Мэн Чао произнес уже более спокойно и сдержанно:

– Думаю, здесь больше не с чем разбираться, все ясно…

Ба Циншан добавил:

– Если я все правильно понял, то уже на рассвете пройдет церемония принятия власти наследницей. Довольно неуместно, если от советника молодой правительницы во время процессии будет разить мертвечиной. Поэтому советую вам сделать то же… и… вам, господин У. – Он все еще боролся с неприятным ощущением в животе. – От нас троих несет так, что мне кажется, как только мы вернемся, все поместье разбежится на окраины столицы.

С его предложением невозможно было поспорить. А зайдя в ворота поместья, они убедились в этом сами: служащие правящего дома сторонились юношей, как можно дальше. Ба Циншан не выдержал непонимающих взглядов прохожих, извинился перед остальными и пропал в западном крыле поместья. У Чан поспешил за ним, но вдруг услышал:

– Кхм, У Чан, не пройдешь со мной? Мне нужно тебе кое-что показать.

Мысленно уже нежившийся в теплой воде У Чан уточнил:

– Что именно ты хочешь мне показать?

– Мне хочется быть честным с тобой, Чан-Чан! К чему эти лишние вопросы? – вздохнул Мэн Чао. – Мы быстро с тобой поладили, а раз так, я должен быть с тобой открытым. Пройдем, и увидишь.

Спустя какое-то время Мэн Чао привел его к своим покоям. Думая, сколько потрясений свалилось только на одну его голову, размышлять о чем-то серьезном у У Чана просто не осталось сил, потому, зная, что Мэн Чао далеко не испорченный человек, он в шутку произнес:

– Надеюсь, после того как ты мне это покажешь, ты не попросишь меня еще пройти с тобой в купальню и потереть тебе спинку…

Только сказав это вслух, У Чан понял, как глупо и нетактично пошутил – словно кто-то за язык дернул, но Мэн Чао был в таком же потрясенном состоянии, поэтому, услышав его слова, он нервно усмехнулся и зашел в комнату.

Помещение за дверьми не походило на покои будущего небожителя: все выглядело сдержанно и аскетично, будто бы в монастыре. Не было картин, ваз, статуэток, ковров или шелков. Из мебели – лишь кровать, письменный стол да пара книжных шкафов. Покои ни капли не соответствовали положению Мэн Чао, а уж тем более положению советника молодой госпожи. Зато в них чувствовался характер хозяина.

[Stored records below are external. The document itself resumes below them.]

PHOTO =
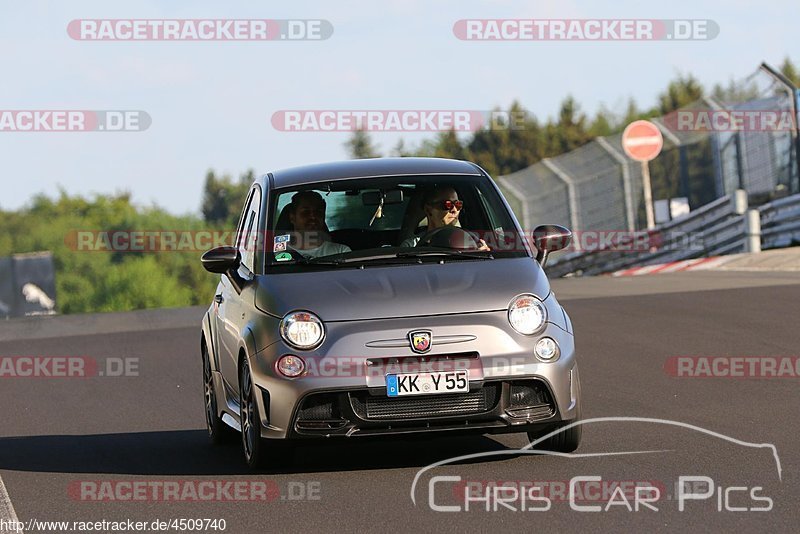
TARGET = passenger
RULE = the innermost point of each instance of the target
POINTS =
(311, 238)
(442, 208)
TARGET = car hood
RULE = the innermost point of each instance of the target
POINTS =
(461, 286)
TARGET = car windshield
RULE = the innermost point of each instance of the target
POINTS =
(399, 220)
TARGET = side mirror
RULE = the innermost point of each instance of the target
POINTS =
(549, 238)
(220, 260)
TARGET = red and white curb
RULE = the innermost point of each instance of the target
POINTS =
(697, 264)
(7, 513)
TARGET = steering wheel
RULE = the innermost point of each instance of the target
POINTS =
(449, 236)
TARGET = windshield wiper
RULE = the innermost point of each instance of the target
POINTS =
(484, 255)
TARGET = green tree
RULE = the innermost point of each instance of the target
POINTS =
(223, 198)
(360, 146)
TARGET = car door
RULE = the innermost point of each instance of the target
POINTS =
(231, 307)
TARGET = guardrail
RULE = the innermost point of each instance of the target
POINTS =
(780, 222)
(724, 226)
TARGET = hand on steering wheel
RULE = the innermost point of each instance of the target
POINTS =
(452, 237)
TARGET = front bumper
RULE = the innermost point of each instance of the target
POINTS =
(351, 400)
(492, 406)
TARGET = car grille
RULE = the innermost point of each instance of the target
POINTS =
(530, 399)
(382, 408)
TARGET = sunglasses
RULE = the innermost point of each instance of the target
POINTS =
(448, 205)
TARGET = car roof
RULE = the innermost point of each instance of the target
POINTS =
(371, 168)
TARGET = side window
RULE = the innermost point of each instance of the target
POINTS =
(249, 237)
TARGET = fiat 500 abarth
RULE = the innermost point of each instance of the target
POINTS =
(386, 296)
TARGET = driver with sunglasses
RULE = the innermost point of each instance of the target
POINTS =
(442, 208)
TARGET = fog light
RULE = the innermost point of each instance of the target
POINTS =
(291, 366)
(546, 349)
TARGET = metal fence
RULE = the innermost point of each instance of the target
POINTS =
(27, 285)
(597, 187)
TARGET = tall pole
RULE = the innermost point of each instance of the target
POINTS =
(648, 196)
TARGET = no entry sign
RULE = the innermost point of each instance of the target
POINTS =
(642, 140)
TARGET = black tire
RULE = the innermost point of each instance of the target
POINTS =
(218, 431)
(253, 444)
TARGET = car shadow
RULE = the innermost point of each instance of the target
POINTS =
(188, 452)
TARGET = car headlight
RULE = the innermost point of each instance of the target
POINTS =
(302, 330)
(527, 314)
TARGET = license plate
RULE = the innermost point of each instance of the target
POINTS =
(398, 385)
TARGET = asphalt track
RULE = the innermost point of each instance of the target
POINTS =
(57, 432)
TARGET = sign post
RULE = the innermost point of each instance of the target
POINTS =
(642, 141)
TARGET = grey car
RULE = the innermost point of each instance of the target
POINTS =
(385, 296)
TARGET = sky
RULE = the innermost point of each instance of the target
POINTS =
(211, 103)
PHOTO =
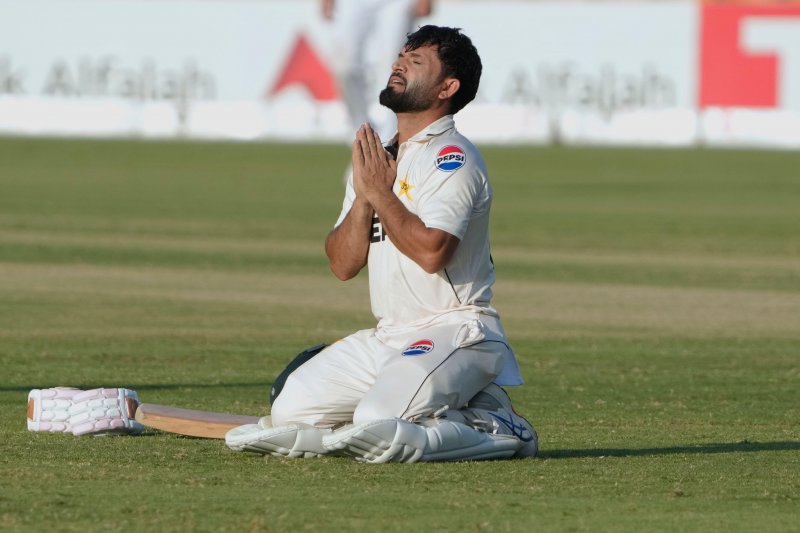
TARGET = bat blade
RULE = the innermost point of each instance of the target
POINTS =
(190, 422)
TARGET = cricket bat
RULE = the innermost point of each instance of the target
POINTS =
(189, 422)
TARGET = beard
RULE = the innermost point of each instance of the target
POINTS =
(412, 100)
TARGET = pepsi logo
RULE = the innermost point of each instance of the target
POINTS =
(450, 158)
(419, 348)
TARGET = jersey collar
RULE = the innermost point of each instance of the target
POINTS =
(434, 129)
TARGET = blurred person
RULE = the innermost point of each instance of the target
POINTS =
(425, 383)
(366, 37)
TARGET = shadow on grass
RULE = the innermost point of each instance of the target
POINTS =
(725, 447)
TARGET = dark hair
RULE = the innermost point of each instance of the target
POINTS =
(459, 59)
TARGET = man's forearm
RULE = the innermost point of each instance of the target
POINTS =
(347, 246)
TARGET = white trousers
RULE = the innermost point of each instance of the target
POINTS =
(361, 379)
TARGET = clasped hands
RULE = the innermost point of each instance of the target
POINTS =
(374, 170)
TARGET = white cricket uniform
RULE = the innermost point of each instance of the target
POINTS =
(438, 341)
(367, 36)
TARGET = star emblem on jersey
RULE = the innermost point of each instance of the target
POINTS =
(419, 348)
(404, 188)
(450, 158)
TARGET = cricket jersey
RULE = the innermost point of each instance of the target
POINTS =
(441, 178)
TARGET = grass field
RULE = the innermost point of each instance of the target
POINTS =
(652, 296)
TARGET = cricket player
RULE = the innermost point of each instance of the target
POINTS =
(424, 384)
(366, 36)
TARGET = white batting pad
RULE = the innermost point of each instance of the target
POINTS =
(105, 412)
(285, 441)
(48, 409)
(400, 441)
(102, 411)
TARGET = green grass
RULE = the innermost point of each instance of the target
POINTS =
(652, 296)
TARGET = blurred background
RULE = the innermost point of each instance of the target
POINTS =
(658, 72)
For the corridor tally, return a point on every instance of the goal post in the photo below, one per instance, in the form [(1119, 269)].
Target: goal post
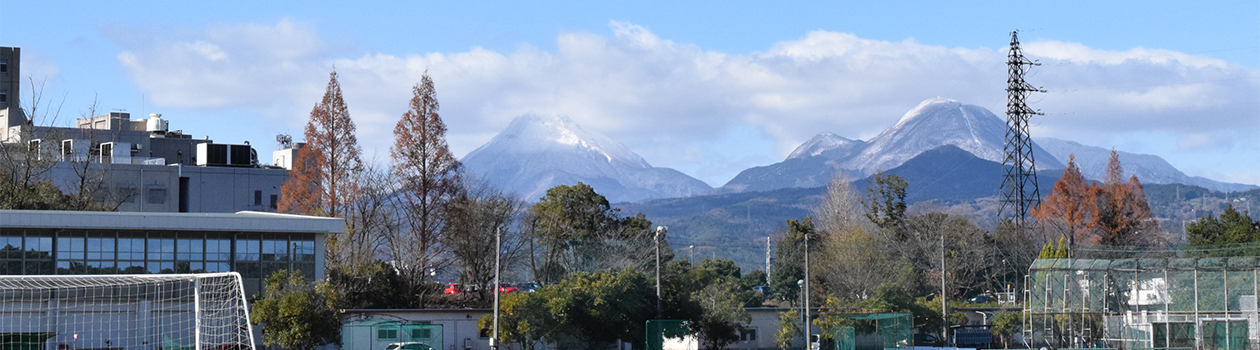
[(199, 311)]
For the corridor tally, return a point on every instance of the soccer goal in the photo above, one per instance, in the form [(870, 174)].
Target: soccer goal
[(200, 311)]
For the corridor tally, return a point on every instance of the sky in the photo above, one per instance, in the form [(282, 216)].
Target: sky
[(704, 87)]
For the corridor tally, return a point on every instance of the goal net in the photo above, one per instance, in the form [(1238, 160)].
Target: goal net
[(200, 311)]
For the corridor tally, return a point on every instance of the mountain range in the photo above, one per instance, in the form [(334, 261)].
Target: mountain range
[(537, 152)]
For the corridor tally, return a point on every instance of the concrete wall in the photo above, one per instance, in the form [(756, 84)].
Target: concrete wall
[(10, 82), (459, 326)]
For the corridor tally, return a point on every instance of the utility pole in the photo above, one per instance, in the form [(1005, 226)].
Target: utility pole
[(808, 321), (944, 314), (767, 262), (1019, 190), (660, 231)]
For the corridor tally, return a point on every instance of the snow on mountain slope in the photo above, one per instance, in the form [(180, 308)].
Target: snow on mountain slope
[(1151, 169), (538, 152), (936, 122), (813, 164), (825, 142)]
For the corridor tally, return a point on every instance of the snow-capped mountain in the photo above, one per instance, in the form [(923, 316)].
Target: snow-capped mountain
[(828, 145), (538, 152), (1151, 169), (936, 122), (933, 124)]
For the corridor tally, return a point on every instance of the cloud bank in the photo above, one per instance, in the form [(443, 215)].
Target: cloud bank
[(679, 105)]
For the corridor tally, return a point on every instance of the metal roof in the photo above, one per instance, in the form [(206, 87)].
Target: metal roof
[(211, 222)]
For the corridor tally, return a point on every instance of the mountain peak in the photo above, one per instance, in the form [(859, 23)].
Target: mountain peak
[(927, 107), (936, 122), (529, 132), (819, 144), (538, 152)]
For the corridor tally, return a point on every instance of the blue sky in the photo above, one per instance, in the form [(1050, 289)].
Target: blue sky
[(706, 87)]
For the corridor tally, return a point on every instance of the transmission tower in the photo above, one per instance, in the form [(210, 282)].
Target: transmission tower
[(1019, 190)]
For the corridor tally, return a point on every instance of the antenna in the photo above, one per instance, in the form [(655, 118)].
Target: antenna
[(1019, 190)]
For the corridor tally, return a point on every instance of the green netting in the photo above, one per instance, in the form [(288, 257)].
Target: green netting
[(843, 339), (660, 330), (1142, 304), (24, 340), (893, 330)]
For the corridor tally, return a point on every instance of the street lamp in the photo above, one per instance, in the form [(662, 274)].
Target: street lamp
[(800, 283), (808, 327), (660, 232), (498, 247)]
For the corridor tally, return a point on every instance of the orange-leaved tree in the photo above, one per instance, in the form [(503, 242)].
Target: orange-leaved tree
[(1123, 217), (323, 179), (429, 178)]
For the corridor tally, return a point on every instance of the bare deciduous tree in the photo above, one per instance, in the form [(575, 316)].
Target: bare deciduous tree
[(474, 218)]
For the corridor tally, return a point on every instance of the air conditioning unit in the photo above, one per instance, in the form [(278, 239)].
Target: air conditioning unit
[(119, 152), (224, 155), (74, 150)]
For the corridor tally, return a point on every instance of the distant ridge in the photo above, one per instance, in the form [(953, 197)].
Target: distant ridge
[(1151, 169), (933, 124), (537, 152)]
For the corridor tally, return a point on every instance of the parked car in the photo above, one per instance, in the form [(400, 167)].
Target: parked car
[(408, 345), (922, 339), (764, 290)]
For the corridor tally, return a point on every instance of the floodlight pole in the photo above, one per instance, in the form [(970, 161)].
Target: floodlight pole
[(809, 326), (498, 247), (660, 231), (944, 315)]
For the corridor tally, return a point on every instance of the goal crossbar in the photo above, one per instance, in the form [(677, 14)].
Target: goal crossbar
[(198, 311)]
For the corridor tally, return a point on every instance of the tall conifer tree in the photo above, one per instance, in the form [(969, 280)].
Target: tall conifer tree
[(429, 176), (323, 180)]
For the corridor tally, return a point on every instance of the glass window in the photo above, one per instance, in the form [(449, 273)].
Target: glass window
[(39, 247), (161, 249), (304, 251), (131, 248), (218, 249), (161, 267), (190, 249), (247, 249), (132, 267), (100, 248), (11, 247), (101, 267), (71, 246), (421, 333), (217, 267), (275, 249)]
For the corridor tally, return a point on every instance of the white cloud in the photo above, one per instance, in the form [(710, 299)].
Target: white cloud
[(672, 102)]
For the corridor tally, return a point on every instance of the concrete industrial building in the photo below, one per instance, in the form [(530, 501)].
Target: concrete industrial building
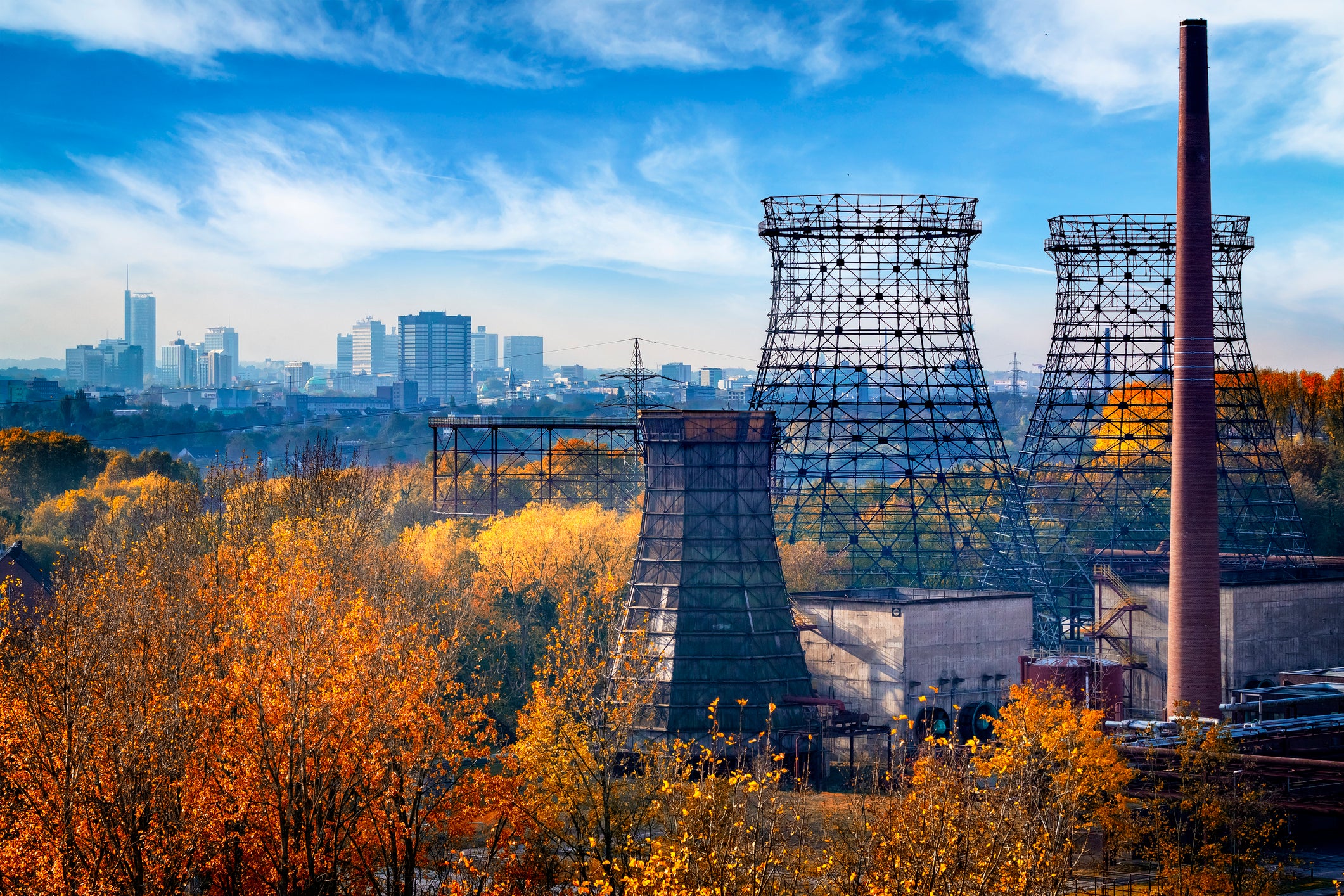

Взглянув по сторонам, можно без сомнений предположить: «Этот господин – педант!» И то была истина: все блестело от чистоты; предметы на столе находились на одинаковом расстоянии друг от друга, аккуратно разложены – кисть к кисти, книга к книге; бережно скрученные в трубочку длинные письмена торчали из специального сосуда у стола, который также стоял на идеальном расстоянии, чтобы было удобно дотянуться или ненароком не задеть, когда проходишь мимо; тома на полках расставлены согласно разным эпохам; на стене висела запись «Сердце наполняется теплом утренней зари – тело жизненной энергией. Мы следуем естественному порядку дня. Когда мир погружается в тихий сон, наступает покой ночной энергии» – по-видимому, Мэн Чао настолько следил за распорядком дня и ночи, что даже повесил наставление своего учителя прямо напротив кровати, на которой, кстати, не было видно ни единой складки. Такое чувство, что здесь обитает один из местных генералов, а не юноша пятнадцати-шестнадцати лет, приближенный к правящему клану. От увиденного У Чану стало неловко тут находиться. Наверняка у Мэн Чао была бы похожая реакция, если бы он посетил покои наследника северного дома У: вещи того не то что не знали своего места, они, как песчинки в пустыне, все время мигрировали из одного угла в другой.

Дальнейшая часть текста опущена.